|Ph.D Student||Michael Belsky|
|Subject||A Framework for Semantic Enrichment of IFC Building Models|
|Department||Department of Civil and Environmental Engineering||Supervisor||Professor Sacks Rafael|
|Full Thesis text|
The Architecture, Engineering and Construction (AEC) industry consists of separate parties that work together to bring a project to fruition. As a result smooth and reliable information exchanges between different parties involved in construction projects become vital. The primary software tools for design and construction are Building Information Modeling (BIM) tools, which are used by different parties involved in construction projects. The information in a project is generated in a wide variety of domain-specific software tools used by separate project stakeholders, and this information must be exchanged among them. These software tools each create and store the information in their native formats, which imposes serious challenges for information exchanges.

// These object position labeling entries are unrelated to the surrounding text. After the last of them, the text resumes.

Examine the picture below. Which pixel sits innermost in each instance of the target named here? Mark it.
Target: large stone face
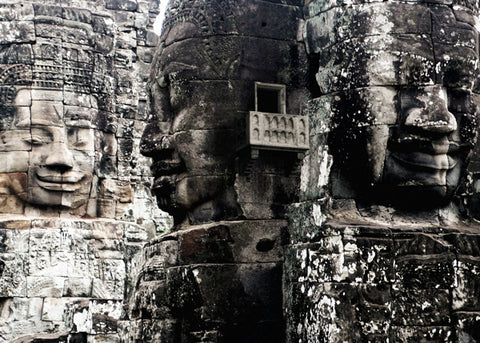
(402, 94)
(75, 205)
(378, 246)
(218, 276)
(200, 101)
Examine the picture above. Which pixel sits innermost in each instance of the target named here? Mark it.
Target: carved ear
(18, 74)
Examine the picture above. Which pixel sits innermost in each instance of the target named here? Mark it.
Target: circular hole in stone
(265, 244)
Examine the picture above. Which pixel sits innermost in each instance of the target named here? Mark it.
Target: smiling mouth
(424, 160)
(64, 182)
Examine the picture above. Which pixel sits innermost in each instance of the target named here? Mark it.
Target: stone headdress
(72, 50)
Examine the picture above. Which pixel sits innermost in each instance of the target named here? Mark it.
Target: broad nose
(60, 157)
(431, 112)
(156, 138)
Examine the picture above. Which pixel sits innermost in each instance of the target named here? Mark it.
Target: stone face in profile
(403, 100)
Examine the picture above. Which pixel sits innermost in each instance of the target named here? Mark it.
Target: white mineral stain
(317, 215)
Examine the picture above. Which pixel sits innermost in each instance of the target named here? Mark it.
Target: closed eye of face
(79, 137)
(40, 136)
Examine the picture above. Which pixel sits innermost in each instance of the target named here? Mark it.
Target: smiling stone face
(61, 150)
(403, 99)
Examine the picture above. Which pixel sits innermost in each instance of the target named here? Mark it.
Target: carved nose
(433, 116)
(60, 157)
(155, 138)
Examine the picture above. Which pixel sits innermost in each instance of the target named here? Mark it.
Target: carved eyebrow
(59, 115)
(42, 130)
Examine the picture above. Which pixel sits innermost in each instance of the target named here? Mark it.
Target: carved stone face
(61, 157)
(404, 107)
(191, 138)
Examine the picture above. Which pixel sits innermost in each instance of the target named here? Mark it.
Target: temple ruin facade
(257, 171)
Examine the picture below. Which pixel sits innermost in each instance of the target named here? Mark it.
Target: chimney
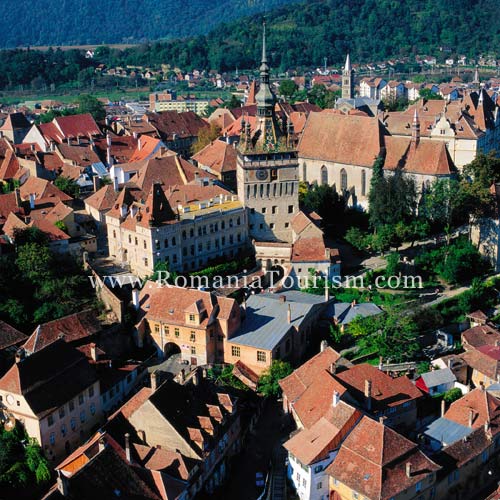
(32, 201)
(408, 469)
(135, 298)
(97, 183)
(102, 444)
(154, 381)
(368, 394)
(20, 354)
(336, 398)
(127, 448)
(62, 484)
(93, 351)
(17, 193)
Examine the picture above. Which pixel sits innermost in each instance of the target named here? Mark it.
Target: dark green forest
(77, 22)
(299, 35)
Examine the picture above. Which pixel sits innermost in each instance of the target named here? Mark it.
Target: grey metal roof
(295, 296)
(345, 312)
(266, 321)
(438, 377)
(446, 431)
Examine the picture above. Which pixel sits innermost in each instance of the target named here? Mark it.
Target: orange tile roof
(372, 461)
(484, 407)
(103, 199)
(346, 139)
(297, 382)
(386, 391)
(218, 155)
(309, 250)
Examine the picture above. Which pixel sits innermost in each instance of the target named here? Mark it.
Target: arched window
(343, 180)
(324, 176)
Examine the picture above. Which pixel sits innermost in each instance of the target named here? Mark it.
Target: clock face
(261, 174)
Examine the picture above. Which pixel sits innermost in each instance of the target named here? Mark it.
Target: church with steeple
(267, 166)
(349, 102)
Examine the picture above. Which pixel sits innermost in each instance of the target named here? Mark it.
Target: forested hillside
(76, 22)
(298, 35)
(304, 34)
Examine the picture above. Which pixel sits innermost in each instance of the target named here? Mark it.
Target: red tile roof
(69, 328)
(347, 139)
(386, 391)
(484, 407)
(372, 461)
(218, 156)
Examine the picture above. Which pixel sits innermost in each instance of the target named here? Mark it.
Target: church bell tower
(267, 165)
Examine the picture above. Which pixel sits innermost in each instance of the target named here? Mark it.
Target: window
(324, 176)
(343, 180)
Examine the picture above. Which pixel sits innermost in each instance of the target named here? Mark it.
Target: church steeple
(347, 80)
(415, 129)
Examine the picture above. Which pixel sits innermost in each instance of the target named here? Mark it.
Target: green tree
(89, 104)
(68, 186)
(34, 261)
(392, 199)
(268, 381)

The leading AEC industry exchange standard (ISO 19739) for use with BIM models, the Industry Foundation Classes (IFC), is too broadly generic to capture the full semantic meaning of exchanged models in a strict way. Although BIM standards that prescribe Model View Definitions (MVD) for domain-specific exchanges in a precise way have been developed and/or are under development, insufficient interoperability remains a serious obstacle for achieving the full potential of BIM almost twenty years since the IFC schema was conceived.

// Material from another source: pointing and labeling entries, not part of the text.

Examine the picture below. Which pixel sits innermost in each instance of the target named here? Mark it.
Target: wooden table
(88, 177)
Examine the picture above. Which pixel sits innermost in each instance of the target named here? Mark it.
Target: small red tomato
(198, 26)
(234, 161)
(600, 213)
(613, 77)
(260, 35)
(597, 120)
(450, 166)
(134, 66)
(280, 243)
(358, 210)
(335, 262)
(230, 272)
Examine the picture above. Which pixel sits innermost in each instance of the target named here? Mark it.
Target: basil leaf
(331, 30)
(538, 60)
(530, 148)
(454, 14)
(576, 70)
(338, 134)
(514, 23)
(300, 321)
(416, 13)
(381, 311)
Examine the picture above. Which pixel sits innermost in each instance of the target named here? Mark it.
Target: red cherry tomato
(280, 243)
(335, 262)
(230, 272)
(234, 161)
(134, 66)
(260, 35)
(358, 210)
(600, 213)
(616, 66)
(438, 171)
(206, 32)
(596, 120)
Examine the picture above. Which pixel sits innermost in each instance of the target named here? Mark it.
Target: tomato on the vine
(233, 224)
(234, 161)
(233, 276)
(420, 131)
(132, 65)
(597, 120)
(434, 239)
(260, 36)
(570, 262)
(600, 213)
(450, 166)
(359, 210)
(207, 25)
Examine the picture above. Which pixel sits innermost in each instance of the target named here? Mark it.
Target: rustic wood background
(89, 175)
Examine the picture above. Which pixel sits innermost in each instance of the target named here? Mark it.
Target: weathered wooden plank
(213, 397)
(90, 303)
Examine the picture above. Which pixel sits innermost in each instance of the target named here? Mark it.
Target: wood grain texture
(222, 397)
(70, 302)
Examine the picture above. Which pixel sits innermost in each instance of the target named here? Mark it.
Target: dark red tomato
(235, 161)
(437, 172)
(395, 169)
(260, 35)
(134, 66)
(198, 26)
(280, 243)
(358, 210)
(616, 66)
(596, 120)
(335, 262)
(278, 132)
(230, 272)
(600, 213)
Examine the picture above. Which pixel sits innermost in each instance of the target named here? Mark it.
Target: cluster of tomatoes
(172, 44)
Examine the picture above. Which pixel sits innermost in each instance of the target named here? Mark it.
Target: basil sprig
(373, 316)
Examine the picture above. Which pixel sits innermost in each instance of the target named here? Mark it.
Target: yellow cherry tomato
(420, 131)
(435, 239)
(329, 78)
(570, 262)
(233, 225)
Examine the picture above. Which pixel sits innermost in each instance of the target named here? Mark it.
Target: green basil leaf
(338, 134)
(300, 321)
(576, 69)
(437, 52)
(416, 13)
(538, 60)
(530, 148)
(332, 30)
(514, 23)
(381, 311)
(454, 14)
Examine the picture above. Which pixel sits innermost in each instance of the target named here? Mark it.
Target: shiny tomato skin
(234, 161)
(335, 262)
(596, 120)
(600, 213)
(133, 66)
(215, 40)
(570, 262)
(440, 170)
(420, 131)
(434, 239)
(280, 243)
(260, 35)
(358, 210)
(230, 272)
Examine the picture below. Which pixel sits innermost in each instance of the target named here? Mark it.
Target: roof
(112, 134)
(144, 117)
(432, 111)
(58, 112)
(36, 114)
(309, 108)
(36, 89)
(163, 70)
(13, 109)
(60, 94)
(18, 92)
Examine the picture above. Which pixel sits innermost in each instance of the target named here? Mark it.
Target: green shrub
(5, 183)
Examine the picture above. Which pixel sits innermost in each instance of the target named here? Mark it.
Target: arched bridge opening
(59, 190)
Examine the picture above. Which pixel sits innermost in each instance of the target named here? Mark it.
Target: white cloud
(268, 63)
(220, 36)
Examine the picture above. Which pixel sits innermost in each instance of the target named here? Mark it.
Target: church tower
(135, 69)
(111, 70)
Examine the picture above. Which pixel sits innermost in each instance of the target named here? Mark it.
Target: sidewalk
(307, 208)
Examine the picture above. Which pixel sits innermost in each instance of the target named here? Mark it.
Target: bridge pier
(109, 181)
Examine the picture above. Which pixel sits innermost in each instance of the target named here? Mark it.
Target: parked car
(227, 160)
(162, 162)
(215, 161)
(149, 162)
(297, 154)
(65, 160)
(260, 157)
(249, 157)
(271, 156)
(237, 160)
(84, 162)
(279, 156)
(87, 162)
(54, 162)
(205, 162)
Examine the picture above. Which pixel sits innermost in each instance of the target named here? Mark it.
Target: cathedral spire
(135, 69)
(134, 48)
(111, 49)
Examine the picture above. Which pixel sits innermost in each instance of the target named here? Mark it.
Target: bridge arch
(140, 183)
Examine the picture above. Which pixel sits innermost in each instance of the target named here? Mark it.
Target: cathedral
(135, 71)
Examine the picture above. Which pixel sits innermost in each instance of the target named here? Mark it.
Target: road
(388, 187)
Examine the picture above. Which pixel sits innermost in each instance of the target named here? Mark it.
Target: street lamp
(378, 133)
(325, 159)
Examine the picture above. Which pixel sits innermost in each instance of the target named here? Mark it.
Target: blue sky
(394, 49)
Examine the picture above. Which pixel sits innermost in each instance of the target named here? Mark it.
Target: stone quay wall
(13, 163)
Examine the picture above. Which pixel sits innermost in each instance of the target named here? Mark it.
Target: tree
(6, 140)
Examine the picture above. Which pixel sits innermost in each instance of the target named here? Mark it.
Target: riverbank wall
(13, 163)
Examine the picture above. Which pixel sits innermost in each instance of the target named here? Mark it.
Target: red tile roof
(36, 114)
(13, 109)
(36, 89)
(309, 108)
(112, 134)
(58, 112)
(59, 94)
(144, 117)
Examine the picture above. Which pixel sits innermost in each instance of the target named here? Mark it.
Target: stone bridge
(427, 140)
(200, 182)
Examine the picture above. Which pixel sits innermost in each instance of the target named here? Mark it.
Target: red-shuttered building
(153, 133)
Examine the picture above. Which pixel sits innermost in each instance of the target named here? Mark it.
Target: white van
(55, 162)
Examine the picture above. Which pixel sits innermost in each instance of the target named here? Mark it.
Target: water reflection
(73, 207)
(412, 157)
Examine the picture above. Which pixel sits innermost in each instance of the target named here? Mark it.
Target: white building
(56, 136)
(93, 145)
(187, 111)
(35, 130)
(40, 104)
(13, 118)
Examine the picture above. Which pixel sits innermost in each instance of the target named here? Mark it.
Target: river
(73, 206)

This research proposes an innovative geometry and spatial topology driven approach for supplementing an IFC exchange file with semantically useful concepts defined for a receiving application and inferred from the explicit and implicit information contained in a building model exchange. This places the onus for interpreting data exchanges on the receiving application instead of the exporting application, which aligns better with the economic interests of BIM software companies. A prototype software was implemented to test the applicability of the approach. Among others, it consists of a rule-processing engine and allows compilation of inference rule sets that can be tailored for different domains. The rule sets encapsulate the knowledge of experts in a given domain, who are skilled at identifying the semantics of building objects in the context of building model. An inference rule is compiled in the form of IF-THEN statements in a language close to plain English. The acronym for the implemented software, ‘SEEBIM’ (Semantic Enrichment Engine for Building Information Modeling), reflects the notion that domain experts (architects, engineers, etc.) can ‘see’ information in a model that is implicit as well as the information that is carried explicitly.

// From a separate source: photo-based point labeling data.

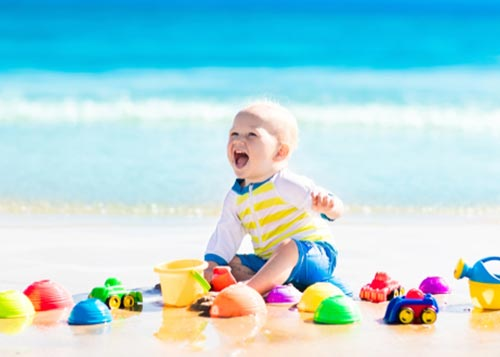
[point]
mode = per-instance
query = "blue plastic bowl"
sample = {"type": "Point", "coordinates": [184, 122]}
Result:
{"type": "Point", "coordinates": [90, 312]}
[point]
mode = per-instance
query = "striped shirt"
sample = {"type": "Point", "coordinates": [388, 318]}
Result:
{"type": "Point", "coordinates": [269, 212]}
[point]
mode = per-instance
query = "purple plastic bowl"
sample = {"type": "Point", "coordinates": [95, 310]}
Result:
{"type": "Point", "coordinates": [283, 294]}
{"type": "Point", "coordinates": [434, 285]}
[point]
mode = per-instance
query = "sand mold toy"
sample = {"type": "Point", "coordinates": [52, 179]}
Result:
{"type": "Point", "coordinates": [337, 310]}
{"type": "Point", "coordinates": [114, 295]}
{"type": "Point", "coordinates": [182, 281]}
{"type": "Point", "coordinates": [434, 285]}
{"type": "Point", "coordinates": [381, 288]}
{"type": "Point", "coordinates": [222, 278]}
{"type": "Point", "coordinates": [415, 307]}
{"type": "Point", "coordinates": [484, 286]}
{"type": "Point", "coordinates": [283, 294]}
{"type": "Point", "coordinates": [237, 300]}
{"type": "Point", "coordinates": [48, 295]}
{"type": "Point", "coordinates": [90, 312]}
{"type": "Point", "coordinates": [14, 304]}
{"type": "Point", "coordinates": [315, 294]}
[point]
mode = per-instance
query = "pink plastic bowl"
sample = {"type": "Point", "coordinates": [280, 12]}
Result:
{"type": "Point", "coordinates": [434, 285]}
{"type": "Point", "coordinates": [48, 295]}
{"type": "Point", "coordinates": [283, 294]}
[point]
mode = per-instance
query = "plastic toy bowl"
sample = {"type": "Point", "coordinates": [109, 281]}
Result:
{"type": "Point", "coordinates": [237, 300]}
{"type": "Point", "coordinates": [434, 285]}
{"type": "Point", "coordinates": [283, 294]}
{"type": "Point", "coordinates": [337, 310]}
{"type": "Point", "coordinates": [48, 295]}
{"type": "Point", "coordinates": [182, 281]}
{"type": "Point", "coordinates": [89, 312]}
{"type": "Point", "coordinates": [14, 304]}
{"type": "Point", "coordinates": [315, 294]}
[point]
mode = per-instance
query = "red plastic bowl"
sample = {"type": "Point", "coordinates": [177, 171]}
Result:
{"type": "Point", "coordinates": [48, 295]}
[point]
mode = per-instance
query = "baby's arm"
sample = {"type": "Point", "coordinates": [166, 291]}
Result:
{"type": "Point", "coordinates": [327, 204]}
{"type": "Point", "coordinates": [226, 238]}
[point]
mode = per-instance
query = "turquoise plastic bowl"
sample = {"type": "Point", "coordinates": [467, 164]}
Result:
{"type": "Point", "coordinates": [90, 312]}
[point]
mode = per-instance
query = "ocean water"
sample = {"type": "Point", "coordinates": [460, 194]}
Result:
{"type": "Point", "coordinates": [124, 107]}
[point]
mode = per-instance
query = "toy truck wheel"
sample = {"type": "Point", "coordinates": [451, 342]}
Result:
{"type": "Point", "coordinates": [113, 302]}
{"type": "Point", "coordinates": [128, 301]}
{"type": "Point", "coordinates": [428, 316]}
{"type": "Point", "coordinates": [406, 315]}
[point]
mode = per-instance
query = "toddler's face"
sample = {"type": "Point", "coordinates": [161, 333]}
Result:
{"type": "Point", "coordinates": [252, 148]}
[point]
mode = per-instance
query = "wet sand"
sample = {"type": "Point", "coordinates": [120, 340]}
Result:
{"type": "Point", "coordinates": [81, 252]}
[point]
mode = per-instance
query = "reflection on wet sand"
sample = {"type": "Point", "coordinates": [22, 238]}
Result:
{"type": "Point", "coordinates": [51, 318]}
{"type": "Point", "coordinates": [487, 320]}
{"type": "Point", "coordinates": [182, 326]}
{"type": "Point", "coordinates": [15, 326]}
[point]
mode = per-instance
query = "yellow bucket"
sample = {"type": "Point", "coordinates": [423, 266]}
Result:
{"type": "Point", "coordinates": [485, 295]}
{"type": "Point", "coordinates": [180, 281]}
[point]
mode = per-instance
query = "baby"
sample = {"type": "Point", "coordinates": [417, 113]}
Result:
{"type": "Point", "coordinates": [283, 213]}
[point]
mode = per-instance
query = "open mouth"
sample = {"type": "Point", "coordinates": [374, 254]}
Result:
{"type": "Point", "coordinates": [240, 159]}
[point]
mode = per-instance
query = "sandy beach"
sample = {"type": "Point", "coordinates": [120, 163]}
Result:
{"type": "Point", "coordinates": [80, 252]}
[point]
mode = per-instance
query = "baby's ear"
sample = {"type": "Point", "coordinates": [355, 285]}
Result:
{"type": "Point", "coordinates": [283, 152]}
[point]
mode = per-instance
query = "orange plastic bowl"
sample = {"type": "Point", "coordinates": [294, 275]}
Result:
{"type": "Point", "coordinates": [238, 300]}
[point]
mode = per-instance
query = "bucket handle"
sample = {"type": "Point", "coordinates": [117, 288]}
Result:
{"type": "Point", "coordinates": [201, 280]}
{"type": "Point", "coordinates": [484, 260]}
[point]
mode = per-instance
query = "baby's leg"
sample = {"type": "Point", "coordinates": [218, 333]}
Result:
{"type": "Point", "coordinates": [277, 269]}
{"type": "Point", "coordinates": [240, 271]}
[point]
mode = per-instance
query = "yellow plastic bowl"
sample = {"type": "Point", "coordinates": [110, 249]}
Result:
{"type": "Point", "coordinates": [315, 294]}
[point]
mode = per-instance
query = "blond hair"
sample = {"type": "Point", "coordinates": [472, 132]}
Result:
{"type": "Point", "coordinates": [281, 120]}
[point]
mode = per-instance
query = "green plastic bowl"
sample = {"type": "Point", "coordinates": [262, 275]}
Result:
{"type": "Point", "coordinates": [15, 304]}
{"type": "Point", "coordinates": [337, 310]}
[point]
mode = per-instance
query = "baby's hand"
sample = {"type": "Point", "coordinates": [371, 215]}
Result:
{"type": "Point", "coordinates": [322, 202]}
{"type": "Point", "coordinates": [208, 273]}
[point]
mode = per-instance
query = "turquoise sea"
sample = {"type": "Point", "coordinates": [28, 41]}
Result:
{"type": "Point", "coordinates": [123, 107]}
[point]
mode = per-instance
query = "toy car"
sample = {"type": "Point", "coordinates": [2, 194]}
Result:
{"type": "Point", "coordinates": [415, 307]}
{"type": "Point", "coordinates": [381, 288]}
{"type": "Point", "coordinates": [114, 295]}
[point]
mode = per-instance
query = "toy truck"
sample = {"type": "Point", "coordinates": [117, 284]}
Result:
{"type": "Point", "coordinates": [114, 295]}
{"type": "Point", "coordinates": [415, 307]}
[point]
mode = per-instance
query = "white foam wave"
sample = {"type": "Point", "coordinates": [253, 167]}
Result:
{"type": "Point", "coordinates": [161, 110]}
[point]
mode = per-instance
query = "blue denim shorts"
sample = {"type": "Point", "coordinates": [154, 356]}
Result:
{"type": "Point", "coordinates": [316, 263]}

The thesis formulates the approach for semantic enrichment of IFC models, describes the implementation of SEEBIM and illustrates the approach with examples of information exchanges from different domains. Samples of knowledge from these domains were encapsulated in the form of rule sets. The rule sets were executed by SEEBIM on a number of IFC files. Experiments to date showed that semantic enrichment of IFC models can be done automatically once inference rule sets are established. The library of topological, geometric and other generic operators, which are used for rule set compilation, can be reused across different domains. This suggests that although small in number, the set of operators is sufficiently generic to allow broad application across multiple domains in the AEC industry.